In this lecture, Cary argued that the difference between Calvin and Luther’s understanding of the gospel was that, for Calvin, what gives us our assurance is knowing we believe, while for Luther what matters is that “Christ never lies but only tells the truth”, something we can cling to even when we doubt our own faith. (See that previous post for more details of Cary’s argument, including his comparison of the “Protestant syllogism” and “Luther’s syllogism”.)
Cary’s lecture was based on a longer essay which he wrote for Pro Ecclesia, entitled Why Luther is Not Quite Protestant: The Logic of Faith in a Sacramental Promise, which I’m delighted to have now found online. Cary’s essay is quite long (56 pages of double-spaced text), and I’m still working my way through it, but it’s good stuff.
In the opening section, Cary describes how:
Calvin diverges from Luther in ways that can be described as narrow but deep, like a small crack that goes a long way down. (p.1)
This crack “widens in later versions of the Reformed tradition as well as its offshoots, such as the Baptist and revivalist traditions”, and can be seen in particular in the contrasting views of Lutherans and other Protestants over baptismal regeneration. As Cary continues:
Luther’s understanding of the power of the Gospel depends on a Catholic notion of sacramental efficacy, which places salvific power in external things. (p.3)
At the heart of Luther’s account of the gospel are statements addressed to us by Christ, through his minister, in the second person: “I baptise you“, “I forgive you“, “This is my body given for you“. This is what makes “unreflective faith” – faith which doesn’t even realise it exists, faith which may doubt its own existence – possible within Luther’s understanding of salvation:
Being a sacramental word, it is wholly external – dependent for both its meaning and its truth on external circumstances, the particular time and place in which it is spoken. Hence Luther will also insist that the Gospel is essentially an oral rather than a written word. This dependence on external circumstances of utterance makes it possible for the word of Christ to use the pronoun “you” to address me in particular. (p.8)
So when Luther emphasises his famous pro me, the need to realise that “Christ’s life and death, preaching and promise are indeed for me“, he is not throwing us back towards introspection:
It is important to notice that the emphasis here is not on personal experience but on the content of the word of God. When the Gospel is preached – most clearly of all in the sacraments – Christ himself says “you” and means me. To believe this word is to learn about myself from another, rather than to trust my own personal experience or feeling. (p.8)

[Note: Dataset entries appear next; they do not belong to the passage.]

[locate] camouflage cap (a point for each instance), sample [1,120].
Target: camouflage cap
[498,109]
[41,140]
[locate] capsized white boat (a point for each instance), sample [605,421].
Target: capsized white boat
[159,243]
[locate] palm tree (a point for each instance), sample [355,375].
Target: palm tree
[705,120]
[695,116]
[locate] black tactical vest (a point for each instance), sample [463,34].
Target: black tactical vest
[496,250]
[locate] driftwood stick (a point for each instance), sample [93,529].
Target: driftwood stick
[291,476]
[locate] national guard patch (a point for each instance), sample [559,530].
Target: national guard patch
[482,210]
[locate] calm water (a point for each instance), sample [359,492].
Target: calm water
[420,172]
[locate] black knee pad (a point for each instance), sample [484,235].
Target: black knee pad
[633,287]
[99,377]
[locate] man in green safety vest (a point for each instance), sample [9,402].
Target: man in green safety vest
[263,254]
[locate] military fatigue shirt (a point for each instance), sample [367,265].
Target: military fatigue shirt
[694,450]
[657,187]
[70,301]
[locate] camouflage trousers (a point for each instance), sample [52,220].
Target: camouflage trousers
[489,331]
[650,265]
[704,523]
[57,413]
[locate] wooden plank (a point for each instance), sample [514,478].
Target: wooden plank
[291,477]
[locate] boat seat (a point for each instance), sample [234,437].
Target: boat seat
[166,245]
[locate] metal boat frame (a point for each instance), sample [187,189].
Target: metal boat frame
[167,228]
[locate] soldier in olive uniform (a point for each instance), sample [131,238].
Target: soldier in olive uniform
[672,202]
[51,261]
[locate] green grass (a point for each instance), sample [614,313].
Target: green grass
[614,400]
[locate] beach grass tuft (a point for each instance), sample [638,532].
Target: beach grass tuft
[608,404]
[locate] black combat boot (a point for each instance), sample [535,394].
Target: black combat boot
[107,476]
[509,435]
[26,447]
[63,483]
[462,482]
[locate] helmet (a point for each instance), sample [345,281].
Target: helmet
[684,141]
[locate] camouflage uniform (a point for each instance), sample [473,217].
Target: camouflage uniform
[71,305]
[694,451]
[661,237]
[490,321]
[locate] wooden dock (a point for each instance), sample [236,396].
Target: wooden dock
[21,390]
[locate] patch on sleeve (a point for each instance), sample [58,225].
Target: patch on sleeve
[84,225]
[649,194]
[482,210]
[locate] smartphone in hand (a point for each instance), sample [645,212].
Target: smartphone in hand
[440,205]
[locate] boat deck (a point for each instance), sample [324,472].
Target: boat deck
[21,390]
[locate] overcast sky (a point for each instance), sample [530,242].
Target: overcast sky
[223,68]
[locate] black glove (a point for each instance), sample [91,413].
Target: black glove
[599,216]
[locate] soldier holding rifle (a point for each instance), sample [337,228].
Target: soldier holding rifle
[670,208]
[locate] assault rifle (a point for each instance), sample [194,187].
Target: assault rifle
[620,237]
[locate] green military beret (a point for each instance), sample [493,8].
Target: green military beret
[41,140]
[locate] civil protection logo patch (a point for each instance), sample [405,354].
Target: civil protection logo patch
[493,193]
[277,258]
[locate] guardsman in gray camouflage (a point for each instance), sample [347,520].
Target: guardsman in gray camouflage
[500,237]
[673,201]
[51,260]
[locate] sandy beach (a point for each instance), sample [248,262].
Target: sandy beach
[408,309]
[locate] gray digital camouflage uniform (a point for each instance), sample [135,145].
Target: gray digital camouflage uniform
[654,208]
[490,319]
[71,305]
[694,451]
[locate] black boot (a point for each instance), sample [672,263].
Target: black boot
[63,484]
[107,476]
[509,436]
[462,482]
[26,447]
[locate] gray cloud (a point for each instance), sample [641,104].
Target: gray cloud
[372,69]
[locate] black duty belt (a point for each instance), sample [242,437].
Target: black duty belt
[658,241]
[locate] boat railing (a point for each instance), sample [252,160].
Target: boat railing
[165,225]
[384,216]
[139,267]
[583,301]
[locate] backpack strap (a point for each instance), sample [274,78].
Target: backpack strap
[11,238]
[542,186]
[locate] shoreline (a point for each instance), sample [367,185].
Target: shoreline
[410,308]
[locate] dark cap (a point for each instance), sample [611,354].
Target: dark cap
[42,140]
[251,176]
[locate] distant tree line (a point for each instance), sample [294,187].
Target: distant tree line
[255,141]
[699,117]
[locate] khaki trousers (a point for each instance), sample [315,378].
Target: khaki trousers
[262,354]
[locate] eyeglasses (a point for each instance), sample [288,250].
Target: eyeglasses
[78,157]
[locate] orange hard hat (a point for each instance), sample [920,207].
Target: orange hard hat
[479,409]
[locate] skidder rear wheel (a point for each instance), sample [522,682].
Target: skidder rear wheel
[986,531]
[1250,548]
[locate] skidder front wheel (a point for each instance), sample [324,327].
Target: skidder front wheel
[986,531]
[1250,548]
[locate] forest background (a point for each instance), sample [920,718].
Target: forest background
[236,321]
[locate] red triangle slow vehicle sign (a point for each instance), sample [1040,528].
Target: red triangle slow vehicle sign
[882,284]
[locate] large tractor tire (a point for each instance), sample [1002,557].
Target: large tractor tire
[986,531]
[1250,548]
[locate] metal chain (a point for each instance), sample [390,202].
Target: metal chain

So it is not simply that the gospel gives us information about Christ and salvation. Rather, the gospel has “sacramental efficacy”; it gives what it promises; it gives us Christ and salvation as we hear its promises addressed to each of us personally. As Cary puts it (in words that had me writing “Yes! Yes! Yes!” in the margin):
For Luther the Gospel is not, as the old Protestant saw has it, like one beggar telling another beggar where to get bread. That would mean the minister’s job is to instruct people in how to meet the conditions necessary for salvation – how to get from here to where the true bread is. Instead, for Luther the Gospel is one beggar simply giving another beggar the bread of life, which of course is exactly what happens whenever Christ’s body is distributed in the sacrament.